The Knowledge PR: Structured Learning Extraction

Created: 2025-07-29 Context: How Knowledge PRs work - the key mechanism for extracting learning from code

What is a Knowledge PR?

A Knowledge PR is a pull request to the knowledge branch (usually main) that extracts and documents learnings from experiments or implementations. Unlike code PRs that integrate features, Knowledge PRs integrate understanding.

Anatomy of a Knowledge PR

Title Format

Extract learnings from [branch-type]/[branch-name]

Examples:

Extract learnings from experiment/redis-cache
Extract learnings from impl/search-v2
Extract learnings from hotfix/session-timeout

PR Description Template

# Knowledge PR: [Branch Name]

## Summary
Brief overview of what was attempted and why.

## Hypotheses Tested
- [ ] Hypothesis 1: [What you thought would happen]
  - Result: [What actually happened]
  - Evidence: [Specific metrics, errors, or observations]

## Key Discoveries

### Constraints Found
- [System/tool] has limit of [specific number] because [reason]
- Performance degrades when [condition] due to [cause]

### Patterns Identified  
- Pattern name: [Descriptive name]
  - Context: [When to use]
  - Solution: [What to do]
  - Trade-offs: [Costs and benefits]

### New Problems Uncovered
- [Problem]: [Description] #problem:[tag]
- [Problem]: [Description] #problem:[tag]

## Outcome

### For Experiments
**Result**: Success/Partial Success/Failed/Abandoned
**Learning Value**: High/Medium/Low
**Follow-up**: [Next experiments suggested]

### For Implementations
**Decision**: Proceeding to release / Needs rework / Abandoning
**Release Branch**: impl/feature → release/v2.1 (if applicable)
**Major Changes from Plan**: [What changed during implementation]

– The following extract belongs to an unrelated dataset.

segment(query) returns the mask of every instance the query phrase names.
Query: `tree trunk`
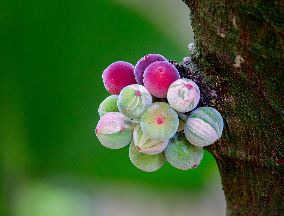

## Knowledge Artifacts Created/Updated

### New Files
- `knowledge/patterns/[pattern-name].md` - [Description]
- `knowledge/constraints/[constraint-name].md` - [Description]

### Updated Files  
- `knowledge/learnings/[topic].md` - Added [what]
- `experiments.yaml` - Updated with outcome

## Reusable Insights

1. **For Future Developers**: [Key takeaway]
2. **For Architecture Decisions**: [Key insight]
3. **For Similar Problems**: [Pattern or anti-pattern]

Types of Knowledge PRs

1. Experiment Knowledge PR

Focus on hypothesis validation:

# Knowledge PR: experiment/websocket-scaling

## Summary
Tested WebSocket server scaling to understand connection limits.

## Hypotheses Tested
- ✅ Can handle 50k connections per server
  - Result: Failed at exactly 50k
  - Evidence: OOM error, each connection uses ~100KB

- ❌ Linear performance scaling
  - Result: Performance drops at 30k connections
  - Evidence: CPU spike, GC pressure

## Key Discoveries

### Hard Limits
- Max connections: 50,000 (memory bound)
- Optimal range: 20,000-30,000
- Formula: `max_conn = available_memory / 100KB`

### New Pattern
**Pattern**: Connection Pooling with Backpressure
- Return 503 when connections > 45k
- Prevents cascade failures
- Allows graceful degradation

2. Implementation Knowledge PR

Focus on integration challenges and real-world complexities:

# Knowledge PR: impl/payment-system-v2

## Summary
Implemented new payment system integrating Stripe, PayPal, and crypto.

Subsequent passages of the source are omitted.